Added in version 1.0.0.
- Returns:
- Zndarray
The hierarchical clustering encoded as a linkage matrix.
See also
- scipy.spatial.distance.pdist
pairwise distance metrics
Notes
For method ‘single’, an optimized algorithm based on minimum spanningtree is implemented. It has time complexity \(O(n^2)\).For methods ‘complete’, ‘average’, ‘weighted’ and ‘ward’, an algorithmcalled nearest-neighbors chain is implemented. It also has timecomplexity \(O(n^2)\).For other methods, a naive algorithm is implemented with \(O(n^3)\)time complexity.All algorithms use \(O(n^2)\) memory.Refer to [1] for details about the algorithms.
Methods ‘centroid’, ‘median’, and ‘ward’ are correctly defined only ifEuclidean pairwise metric is used.

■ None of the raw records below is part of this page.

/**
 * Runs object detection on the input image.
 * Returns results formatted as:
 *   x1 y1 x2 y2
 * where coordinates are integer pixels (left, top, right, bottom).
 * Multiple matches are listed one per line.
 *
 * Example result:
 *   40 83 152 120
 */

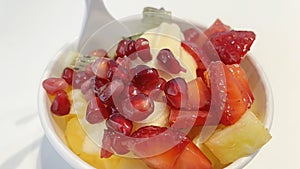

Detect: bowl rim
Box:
38 38 94 169
38 37 274 169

If y is passed as precomputedpairwise distances, then it is the user’s responsibility to assure thatthese distances are in fact Euclidean, otherwise the produced resultwill be incorrect.
References
[1]
Daniel Mullner, “Modern hierarchical, agglomerative clusteringalgorithms”, arXiv:1109.2378v1.
[2]
Ziv Bar-Joseph, David K. Gifford, Tommi S. Jaakkola, “Fast optimalleaf ordering for hierarchical clustering”, 2001. BioinformaticsDOI:10.1093/bioinformatics/17.suppl_1.S22
Examples
>>> from scipy.cluster.hierarchy import dendrogram, linkage>>> from matplotlib import pyplot as plt>>> X = [[i] for i in [2, 8, 0, 4, 1, 9, 9, 0]]

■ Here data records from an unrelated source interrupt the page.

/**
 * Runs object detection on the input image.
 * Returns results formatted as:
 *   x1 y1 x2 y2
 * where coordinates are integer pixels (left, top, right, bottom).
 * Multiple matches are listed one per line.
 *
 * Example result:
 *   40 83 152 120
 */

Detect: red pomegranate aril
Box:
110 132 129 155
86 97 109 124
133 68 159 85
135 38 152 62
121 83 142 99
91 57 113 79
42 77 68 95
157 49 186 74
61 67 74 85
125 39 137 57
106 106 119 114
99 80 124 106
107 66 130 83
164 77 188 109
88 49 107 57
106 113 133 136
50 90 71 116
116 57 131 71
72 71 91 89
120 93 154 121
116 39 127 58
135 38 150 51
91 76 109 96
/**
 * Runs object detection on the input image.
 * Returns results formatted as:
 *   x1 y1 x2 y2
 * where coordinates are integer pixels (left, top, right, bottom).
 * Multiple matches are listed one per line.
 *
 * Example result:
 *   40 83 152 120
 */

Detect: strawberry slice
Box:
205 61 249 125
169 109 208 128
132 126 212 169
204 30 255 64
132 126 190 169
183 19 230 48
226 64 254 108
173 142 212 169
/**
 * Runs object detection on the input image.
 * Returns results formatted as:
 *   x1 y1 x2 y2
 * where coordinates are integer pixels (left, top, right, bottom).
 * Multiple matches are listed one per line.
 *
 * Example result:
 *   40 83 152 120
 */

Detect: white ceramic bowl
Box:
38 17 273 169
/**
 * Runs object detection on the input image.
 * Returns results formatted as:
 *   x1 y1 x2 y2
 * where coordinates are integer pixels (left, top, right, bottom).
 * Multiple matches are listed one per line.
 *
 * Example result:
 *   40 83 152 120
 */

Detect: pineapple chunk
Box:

>>> Z = linkage(X, 'ward')>>> fig = plt.figure(figsize=(25, 10))>>> dn = dendrogram(Z)
>>> Z = linkage(X, 'single')>>> fig = plt.figure(figsize=(25, 10))>>> dn = dendrogram(Z)>>> plt.show()
scipy.cluster.hierarchy.linkage — SciPy v1.13.1 Manual (2024)
Top Articles
Medgen Patient Portal
Are you one of the rare introverted personality types?
417-990-0201
What Is And How To Fix Code SPN 4364 FMI 18 (FMI 1, FMI 31)

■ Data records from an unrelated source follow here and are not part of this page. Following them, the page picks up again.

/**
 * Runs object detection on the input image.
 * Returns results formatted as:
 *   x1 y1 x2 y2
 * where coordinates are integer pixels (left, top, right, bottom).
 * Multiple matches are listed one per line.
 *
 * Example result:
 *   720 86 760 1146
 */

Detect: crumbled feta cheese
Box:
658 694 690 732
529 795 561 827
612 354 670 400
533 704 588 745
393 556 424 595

Download & Play Skip-Bo on PC & Mac (Emulator)
Get Skip-Bo Free: Sequencing Fun Card game - Microsoft Store en-NA
Liberal justices say Trump immunity decision 'will have disastrous consequences' for the U.S.
True cost of Labour’s net zero target revealed in audio leak
Follow Us on Instagram Templates/Captions/Signs: 10K Followers
The Evolution of the Instagram Logo and How It Came to Be [2022]
Woman Beheaded Gore
Top 10 Tamil Movie Download Websites 2021- MouthShut.com
Latest Posts
Article information
Author: Fr. Dewey Fisher
Last Updated:
Views: 5454
Rating: 4.1 / 5 (42 voted)
Reviews: 89% of readers found this page helpful
Author information
Name: Fr. Dewey Fisher
Birthday: 1993-03-26
Address: 917 Hyun Views, Rogahnmouth, KY 91013-8827
Phone: +5938540192553
Job: Administration Developer
Hobby: Embroidery, Horseback riding, Juggling, Urban exploration, Skiing, Cycling, Handball
Introduction: My name is Fr. Dewey Fisher, I am a powerful, open, faithful, combative, spotless, faithful, fair person who loves writing and wants to share my knowledge and understanding with you.